First, the same question:
The whole way through, I found myself wondering why I couldn’t experience Edith Finch as a traditional time-based narrative. Real-time rendering tools are as good as pre-rendered computer graphics these days, and little would have been compromised visually had the game been an animated film. Or even a live-action film. After all, most films are shot with green screens, the details added in postproduction. The story is entirely linear, and interacting with the environment only gets in the way, such as when a particularly dark hallway makes it unclear that the next scene is right around the corner.
Then, his observation:
The gag of a game with no gameplay might seem political at first, but it quickly devolves into conceptualism. What Remains of Edith Finch picks up the baton and designs a different race for it. At stake is not whether a game can tell a good story or even a better story than books or films or television. Rather, what it looks like when a game uses the materials of games to make those materials visible, operable, and beautiful.
[…]
What are games good for, then? Players and creators have been mistaken in merely hoping that they might someday share the stage with books, films, and television, let alone to unseat them. To use games to tell stories is a fine goal, I suppose, but it’s also an unambitious one. Games are not a new, interactive medium for stories. Instead, games are the aesthetic form of everyday objects. Of ordinary life. Take a ball and a field: you get soccer. Take property-based wealth and the Depression: you get Monopoly. Take patterns of four contiguous squares and gravity: you get Tetris. Take ray tracing and reverse it to track projectiles: you get Doom. Games show players the unseen uses of ordinary materials.
To this point we largely agree. But then our conclusions diverge. He thinks that games should “abandon the dream of becoming narrative media and pursue the one they are already so good at: taking the tidy, ordinary world apart and putting it back together again in surprising, ghastly new ways.” But this ignores the fact that a story can be the basis of a game without being the only, or even the most important, thing about it. Put another way, story can be a useful and enjoyable pretext without being the point.
To see this is the case, look to film. Story isn’t the point of many films: It’s the skeleton they hang on, giving them their shape, serving as an organizing principle. Most people find it hard to watch a movie without a story, but what those same people carry with them when they walk out of the theater are the impressions of individual shots, a single phrase spoken by a beautiful person, snippets of music—the essence of cinema, made digestible by virtue of the framework a story provides. They might also carry with them a feeling of catharsis, but ask them about the twists and turns of the plot that led to it, and you’ll likely get some embarrassed mumblings as people realize they have trouble remembering the supposed point of the past two hours.

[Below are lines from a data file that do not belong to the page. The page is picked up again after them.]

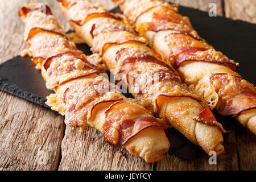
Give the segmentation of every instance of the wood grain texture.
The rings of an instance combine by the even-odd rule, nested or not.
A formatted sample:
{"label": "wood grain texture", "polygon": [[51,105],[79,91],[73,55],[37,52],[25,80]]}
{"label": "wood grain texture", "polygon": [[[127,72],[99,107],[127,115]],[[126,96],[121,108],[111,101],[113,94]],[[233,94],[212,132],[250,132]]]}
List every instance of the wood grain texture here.
{"label": "wood grain texture", "polygon": [[256,23],[256,1],[224,0],[228,18]]}
{"label": "wood grain texture", "polygon": [[[102,3],[109,10],[116,6],[110,0],[93,1]],[[208,11],[209,3],[216,1],[174,1],[183,6]],[[216,1],[217,7],[221,7],[217,10],[218,15],[221,15],[223,10],[221,1]],[[26,47],[23,40],[24,24],[18,16],[18,12],[23,5],[32,2],[47,2],[64,30],[71,28],[55,0],[0,1],[0,26],[4,27],[0,30],[0,63],[18,55]],[[234,6],[225,2],[225,10],[227,6]],[[256,9],[256,6],[251,6],[254,10]],[[255,16],[246,16],[246,20],[253,22]],[[209,164],[209,156],[207,154],[200,155],[193,161],[167,154],[161,162],[148,164],[132,156],[124,148],[110,146],[94,129],[88,127],[80,133],[65,127],[63,117],[49,109],[1,91],[0,105],[1,170],[256,169],[255,137],[239,124],[226,136],[224,142],[226,150],[217,156],[217,165]],[[125,156],[121,156],[120,151]]]}
{"label": "wood grain texture", "polygon": [[56,169],[63,117],[3,92],[0,98],[0,169]]}
{"label": "wood grain texture", "polygon": [[124,148],[110,146],[100,131],[90,127],[82,133],[67,127],[61,149],[59,170],[152,169],[152,164],[133,156]]}
{"label": "wood grain texture", "polygon": [[[47,1],[57,9],[57,5]],[[18,55],[26,46],[18,11],[29,2],[0,1],[0,63]],[[59,17],[63,16],[60,11],[56,13],[53,10]],[[63,18],[61,23],[69,26]],[[57,169],[63,117],[1,91],[0,106],[0,169]]]}
{"label": "wood grain texture", "polygon": [[217,15],[223,15],[222,0],[168,0],[167,1],[204,11],[208,11],[210,10],[209,7],[210,3],[214,3],[217,7]]}

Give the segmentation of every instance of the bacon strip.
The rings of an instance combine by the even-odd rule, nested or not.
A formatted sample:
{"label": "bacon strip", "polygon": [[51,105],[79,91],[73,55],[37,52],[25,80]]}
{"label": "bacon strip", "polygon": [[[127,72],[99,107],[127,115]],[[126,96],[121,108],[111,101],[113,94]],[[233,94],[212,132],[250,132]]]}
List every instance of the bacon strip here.
{"label": "bacon strip", "polygon": [[204,105],[204,107],[205,109],[199,114],[198,117],[195,119],[195,121],[210,126],[216,126],[223,133],[228,133],[230,132],[229,131],[225,130],[223,128],[222,125],[217,121],[216,118],[215,118],[215,117],[208,106]]}
{"label": "bacon strip", "polygon": [[[122,109],[124,105],[130,109]],[[127,115],[127,113],[132,117],[122,119],[122,116]],[[146,116],[133,118],[139,113]],[[134,106],[130,103],[115,102],[106,111],[105,115],[106,119],[103,125],[104,138],[108,143],[118,146],[123,145],[130,138],[148,127],[165,129],[171,127],[167,126],[163,120],[147,114],[142,106]]]}
{"label": "bacon strip", "polygon": [[218,94],[221,105],[216,108],[224,115],[236,115],[256,108],[256,89],[242,78],[225,73],[212,74],[210,82]]}
{"label": "bacon strip", "polygon": [[68,52],[48,58],[44,63],[46,87],[53,89],[67,81],[97,73],[84,55]]}
{"label": "bacon strip", "polygon": [[35,6],[23,7],[19,11],[19,15],[20,16],[23,15],[26,16],[28,13],[35,11],[43,13],[46,15],[52,15],[49,7],[46,4],[42,3],[38,3]]}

Novels provide another example. True, the point of a Dan Brown book is indeed the story, and you race through it as quickly as you can to get to the payoff. But in literary fiction, the story is once again the pretext—it’s not unimportant, but if there is a “point,” it is found at the level of the sentence, or the phrase.
Games can be, and are, as a much a narrative medium as films and novels—which is to say, only partially, but that part is important.